The 2010 Academy Awards are probably best known as the year that The Hurt Locker became the first film directed by a woman to win Best Picture. It was also the first year, though, that two films by women were nominated for that award. Bigelow’s Hurt Locker got the glory. But Lone Scherfig’s An Education is the better film—not least because it elliptically addresses, with insight and bitterness, how and why it took till 2010 for a woman to win Best Picture in the first place.
Scherfig’s film, based on a memoir by British journalist Lynn Barber, is in some ways a male mid-life crisis movie like Sofia Coppola’s Oscar-nominated Lost in Translation. An Education, though, has a significantly bleaker view as to what those mid-life crises mean for women. The movie, set in London in 1961, features Jenny Mellor (Carey Mulligan) an intelligent 16-year-old schoolgirl. She wants to go to Oxford to study English and learn about art and music and the world her aggressively stodgy parents Jack (Alfred Molina) and Marjorie (Cara Seymour) haven’t been able to show her.
Then she meets David Goldman (Peter Sarsgaard) an urbane and knowledgeable man in his 30s, who flirts with her, charms her parents, and is soon escorting her to classical music concerts, and art auctions. Finally they go to Paris, where they sleep together on her 17th birthday. David proposes marriage, Jenny drops out of school—and then, inevitably, everything falls apart.
Most viewers will know immediately that David isn’t trustworthy; it’s no surprise to find out that a guy who grooms 16-year-olds is also a liar and a crook. The film isn’t about revealing David’s iniquity. It’s about showing, in methodical detail, how every single adult in Jenny’s life fails to help or protect her.
David’s friends, Danny (Dominic Cooper) and Helen (Rosamund Pike), never tell Jenny that David is married—but they’re his friends, and more than a little sketchy themselves. More horrifying is the fact that Jenny’s parents are so easily bamboozled by this grown man pursuing their underage daughter. The headmistress of Jenny’s school, Miss Walters (played with cheerful malevolence by Emma Thompson) doesn’t help or offer advice, either, preferring to insult Jenny and bully her. Jenny’s favorite teacher, Miss Stubbs (Olivia Williams) does tell Jenny she’s brilliant and should go on to school. But when Jenny makes a mean remark (as 17-year-olds do), Miss Stubbs, a full-grown woman, gets her feelings hurt, and gives up.
Everyone involved has culpability. But the overarching problem is patriarchy, and the way it limits the futures, and the presents, of teen girls. Jenny’s parents want her to have opportunities. But they’re so worried about propriety, and are so narrow-minded themselves, that they won’t let her explore on her own, not even to go to a classical music concert, much less a trip to Paris. They believe she needs a male escort and guide. David unscrupulously takes advantage of their naivete, but he also takes advantage of their sexism.

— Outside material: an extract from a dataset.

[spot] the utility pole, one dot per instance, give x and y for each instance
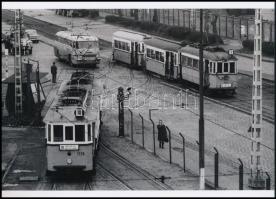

Jenny’s teachers, for their part, are supposed to educate their students about dancing, great books, music. But they also want to keep them from thinking, or from experiencing the world. When Jenny asks Miss Walters what careers might be available to a young woman graduating from Oxford, the headmistress says that Jenny might teach in a girl’s school—a profession that Jenny can see isn’t very fulfilling—or entering the civil service. Jenny is obviously passionate about the arts, but no one suggests she might someday have a career as a writer or musician. As Jenny exasperatedly puts it, “So, what you're telling me is to be bored, and then bored, and finally bored again, but this time for the rest of my life?”
No one can deny it, because it’s true. As per Betty Friedan, the adults in Jenny’s life are preparing her to study hard and then do nothing. Jenny’s parents shrug when she decides not to attend Oxford; why would she need to when she’s already found a man? Given her options, Jenny reasonably feels like the only path to a meaningful life is via a Prince Charming. David swoops in and turns her rotting pumpkin into a chariot—until the chariot turns out to be rotten too.
The film doesn’t end in misery. Jenny’s parents take responsibility for their role and support her rather than punishing her. With their backing and Miss Stubbs’ help, Jenny repeats her senior year, retakes her exams, gets into Oxford and is presumably able to access some of the opportunities for women that opened up as the 1960s progressed. Things, we know, have gotten better.
But how much better? Again, it took till 2010, a half-century after Jenny’s story is set, for a woman director to win Best Picture. Men still, in film, monopolize positions of power and influence. Women who want a meaningful life in the arts still have to negotiate with male patrons like producer Harvey Weinstein, who are often abusive and predatory.
Jenny learns from her experience with David that she has to rely on herself; if she wants the life of intellect and art and joy, she has to work at it. That’s a solid, middle-class moral. The film, though, has other takeaways. It suggests, for example, that the Oscars, and film, have shut women out for so long because there’s little support for women who are inspired by art and artmaking. And also because what support there is can be worse than none at all.